Results: Of 8,080 patients selected, mean age at first mBC diagnosis was 64 years, 98.7% were female, and 82.0% had evidence of hormone receptor positive disease. gBRCA status was known for 1,852 (22.9%) of patients, of whom 89 (4.8%) had gBRCA1m, 152 (8.2%) had gBRCA2m, and 8 (0.4%) had both gBRCA mutations. Patients with known gBRCA status were younger, with mean ages of 52 years for gBRCAm, 55 years for gBRCAwt, and 67 years for gBRCA unknown. Hormone receptor positive disease was less common among those with known gBRCA status (71.9%, 77.2%, and 83.6% for gBRCAm, gBRCAwt, and gBRCA unknown, respectively). Median (95% CI) OS from mBC diagnosis was 22 (14 - 26) months for gBRCA1m and 30 (27 - 37) months for gBRCA2m (p = 0.01), though numbers were quite small by the median timepoint. Overall gBRCAm disease was associated with median survival of 28 (25 - 32) months, compared to 32 (30 - 35) months for gBRCAwt (p = 0.07); survival was similar between groups for the first 24 months but declined thereafter in the gBRCAm group. Similar patterns were observed for OS after the start of first- and second-line therapy, although no comparisons were significant. Further analyses will present adjusted results and comparisons with outcomes for the patients with gBRCA unknown.

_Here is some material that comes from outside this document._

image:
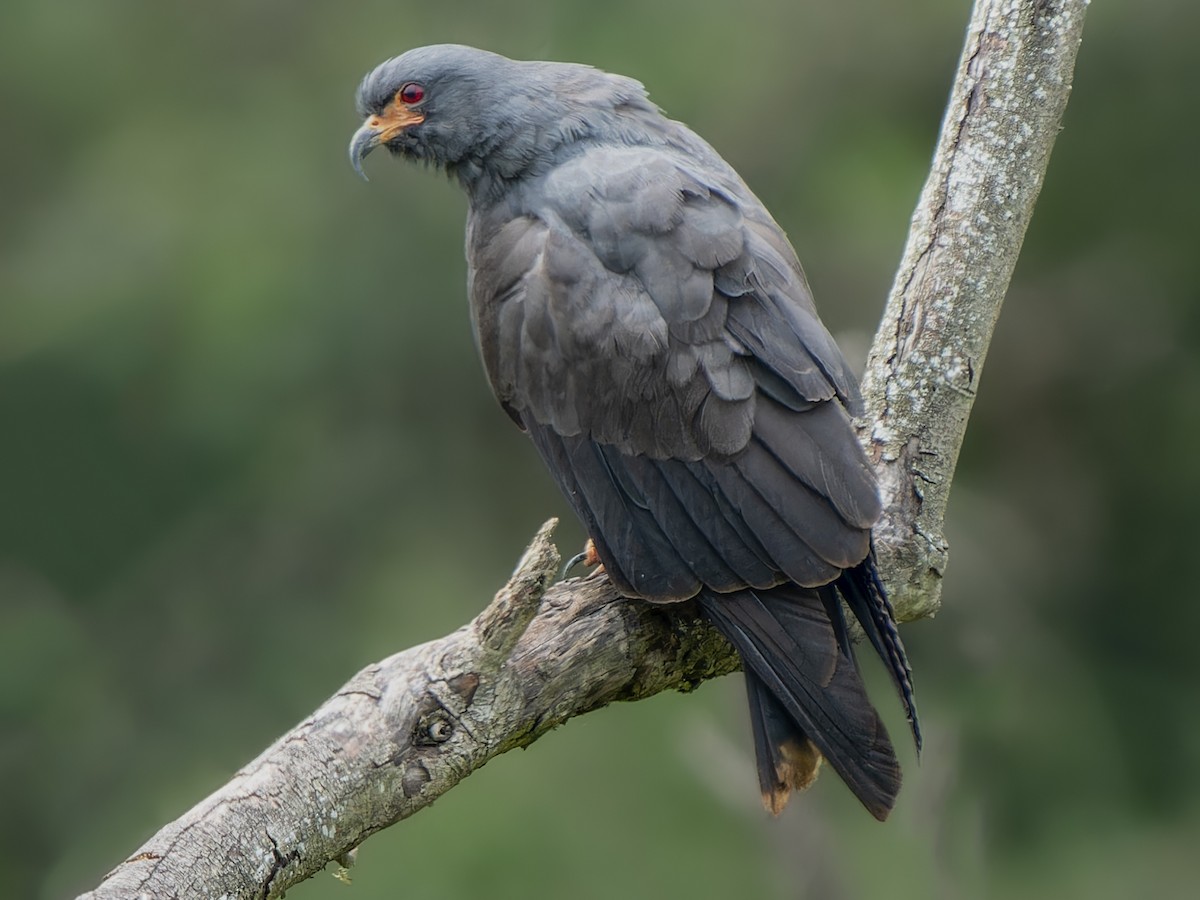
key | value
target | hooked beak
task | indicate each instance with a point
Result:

Conclusions: This real-world study of patients receiving care in largely community oncology clinics suggests that survival after diagnosis of mBC is reduced in patients with gBRCA1m compared to gBRCA2m disease and may be reduced in gBRCAm mBC overall. Effective treatments targeted for the gBRCAm subtypes of mBC appear to be needed.

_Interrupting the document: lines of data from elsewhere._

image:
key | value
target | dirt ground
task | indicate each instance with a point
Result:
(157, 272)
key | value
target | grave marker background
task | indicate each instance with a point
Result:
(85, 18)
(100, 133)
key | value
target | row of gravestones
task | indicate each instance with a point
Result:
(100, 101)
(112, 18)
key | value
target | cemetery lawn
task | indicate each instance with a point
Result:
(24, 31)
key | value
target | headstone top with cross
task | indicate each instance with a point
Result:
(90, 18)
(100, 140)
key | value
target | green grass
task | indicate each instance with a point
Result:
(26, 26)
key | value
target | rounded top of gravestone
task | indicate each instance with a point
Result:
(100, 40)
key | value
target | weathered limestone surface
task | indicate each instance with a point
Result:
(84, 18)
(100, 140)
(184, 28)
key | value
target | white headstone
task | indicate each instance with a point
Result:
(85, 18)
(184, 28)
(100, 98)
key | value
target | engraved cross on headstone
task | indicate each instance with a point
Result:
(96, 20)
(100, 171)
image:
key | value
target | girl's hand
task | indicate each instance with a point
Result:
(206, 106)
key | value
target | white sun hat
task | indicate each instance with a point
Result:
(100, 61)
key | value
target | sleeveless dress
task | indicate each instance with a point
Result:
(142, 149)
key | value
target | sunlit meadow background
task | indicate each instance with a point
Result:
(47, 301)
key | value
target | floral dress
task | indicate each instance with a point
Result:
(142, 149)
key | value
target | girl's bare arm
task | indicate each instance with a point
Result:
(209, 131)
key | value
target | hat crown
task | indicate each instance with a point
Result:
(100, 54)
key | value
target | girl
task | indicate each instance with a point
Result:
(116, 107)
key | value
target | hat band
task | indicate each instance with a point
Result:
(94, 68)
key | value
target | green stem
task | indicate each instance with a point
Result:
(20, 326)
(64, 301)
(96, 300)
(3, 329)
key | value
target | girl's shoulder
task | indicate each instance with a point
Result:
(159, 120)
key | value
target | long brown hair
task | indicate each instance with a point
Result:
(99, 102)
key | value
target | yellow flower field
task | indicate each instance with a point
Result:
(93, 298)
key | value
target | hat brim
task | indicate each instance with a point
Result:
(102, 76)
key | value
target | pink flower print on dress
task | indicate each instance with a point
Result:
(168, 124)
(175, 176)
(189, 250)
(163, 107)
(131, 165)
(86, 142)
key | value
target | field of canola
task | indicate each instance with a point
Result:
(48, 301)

Citation Format: Dalvi T, McLaurin K, Briceno J, Nordstrom B, Bennett J, Hettle R, Murphy B, Collins J, McCutcheon S. A real world evidence study of BRCA mutations and survival in HER2-negative breast cancer [abstract]. In: Proceedings of the 2018 San Antonio Breast Cancer Symposium; 2018 Dec 4-8; San Antonio, TX. Philadelphia (PA): AACR; Cancer Res 2019;79(4 Suppl):Abstract nr P1-09-13.